The Arrow C++ library is comprised of different parts, each of which serves a specific purpose.

The physical layer#

Memory management abstractions provide a uniform API over memory that may be allocated through various means, such as heap allocation, the memory mapping of a file or a static memory area. In particular, the buffer abstraction represents a contiguous area of physical data.

The one-dimensional layer#

Data types govern the logical interpretation of physical data. Many operations in Arrow are parametered, at compile-time or at runtime, by a data type.

Arrays assemble one or several buffers with a data type, allowing to view them as a logical contiguous sequence of values (possibly nested).

Chunked arrays are a generalization of arrays, comprising several same-type arrays into a longer logical sequence of values.

The two-dimensional layer#

Schemas describe a logical collection of several pieces of data, each with a distinct name and type, and optional metadata.

Tables are collections of chunked array in accordance to a schema. They are the most capable dataset-providing abstraction in Arrow.

Record batches are collections of contiguous arrays, described by a schema. They allow incremental construction or serialization of tables.

The compute layer#

Datums are flexible dataset references, able to hold for example an array or table reference.

Kernels are specialized computation functions running in a loop over a given set of datums representing input and output parameters to the functions.

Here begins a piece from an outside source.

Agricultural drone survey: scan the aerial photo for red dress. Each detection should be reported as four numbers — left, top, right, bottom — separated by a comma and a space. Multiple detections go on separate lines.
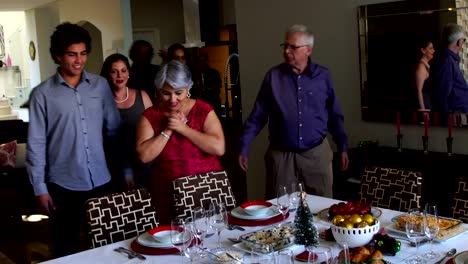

Acero (pronounced [aˈsɜɹo] / ah-SERR-oh) is a streaming execution engine that allows computation to be expressed as a graph of operators which can transform streams of data.

The IO layer#

Streams allow untyped sequential or seekable access over external data of various kinds (for example compressed or memory-mapped).

The Inter-Process Communication (IPC) layer#

A messaging format allows interchange of Arrow data between processes, using as few copies as possible.

The file formats layer#

Reading and writing Arrow data from/to various file formats is possible, for example Parquet, CSV, Orc or the Arrow-specific Feather format.

The devices layer#

Basic CUDA integration is provided, allowing to describe Arrow data backed by GPU-allocated memory.

The filesystem layer#

A filesystem abstraction allows reading and writing data from different storage backends, such as the local filesystem or a S3 bucket.